Menée de huit points à la pause, LDLC ASVEL a su faire preuve de caractère pour se défaire d’une vaillante équipe d’Andorre (79-75), en quarts de finale aller de l’Eurocoupe. Avec du beau monde en tribunes VIP.

Certaines images ne trompent pas et décrivent toute une pensée avant même qu’une syllabe ne soit prononcée. Alors dans les salons VIP de l’Astroballe, il suffisait d’écouter le cœur de Gaëtan Muller battre la chamade pour comprendre que l’ASVEL avait joué avec ses nerfs et ceux du public. La faute à une première mi-temps au cours de laquelle les hommes de Zvezdan Mitrovic ont passé leur temps à courir après le score – sinon le ballon -, chahutés par la vitesse d’Andrew Albicy, les grands segments de Moussa Diagne et une adresse extérieure chaotique, réduite à deux maigres paniers primés lors du premier acte.

Le regard noir du coach villeurbannais suffisait alors à annoncer l’orage à venir. Comme un symbole, la Green Team se montrait plus précise dans la circulation de balle, en dépit d’une défense épique des Andorrans. Derrière la ligne, elle retrouvait même le chemin du cercle, dans le sillage d’un Charles Kahudi réveillé (4/6 à 3pts, 21 points au total), lequel empilait dix-huit unités sur le seul troisième quart-temps, après avoir cumulé les bulles lors des vingt premières minutes.
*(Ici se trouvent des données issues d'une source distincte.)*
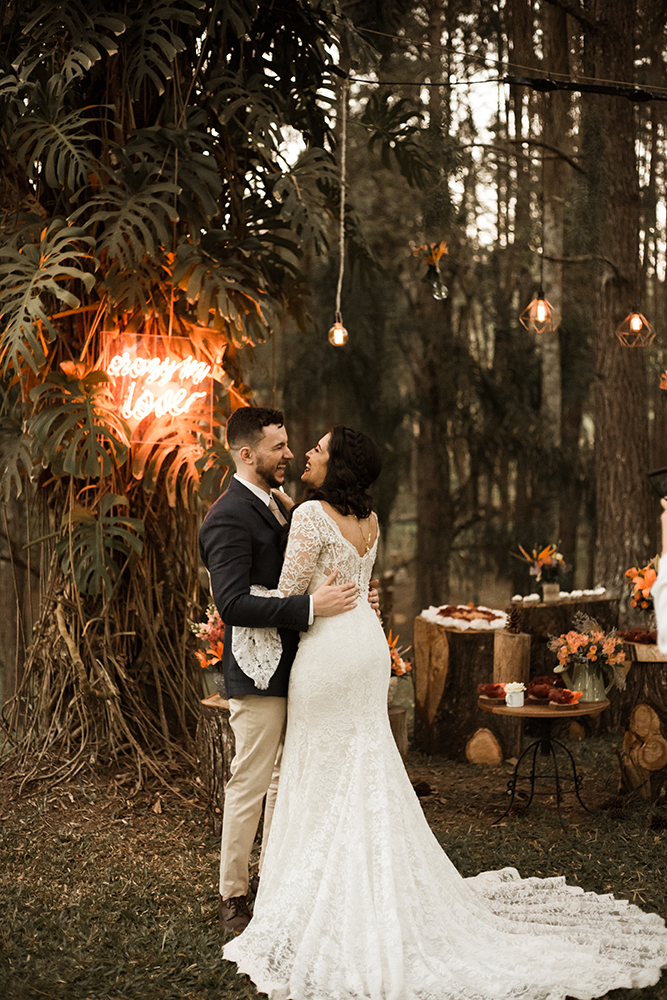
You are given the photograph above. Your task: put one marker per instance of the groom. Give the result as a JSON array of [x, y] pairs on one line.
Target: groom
[[241, 544]]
Bien épaulé par Slaughter (15pts) et Lighty (13 pts), le capitaine sonnait la révolte pour passer devant à dix minutes du terme (64-60), non sans un précieux 16-2 infligé au retour des vestiaires. L’ultime baroud d’honneur hispanique n’y faisait rien, la salle pouvait s’enflammer comme à ses plus belles heures. « Ici, c’est Villeurbanne » accompagnait la sirène du buzzer et déclenchait les liesses de circonstance. Gaëtan Muller pouvait souffler. LDLC ASVEL empoche la première manche.

« On n’a pas gagné la guerre, mais c’était une belle première bataille », évoquait d’ailleurs le président délégué en conclusion, entouré dans l’espace VIP des amoureux du ballon rond que sont Jean-Michel Aulas, Sidney Govou et Bruno Génésio. David Kimelfeld, Jean-Claude Lavorel et Didier Caudard Breille n’étaient eux, jamais bien loin, signe que l’Europe attire les foules.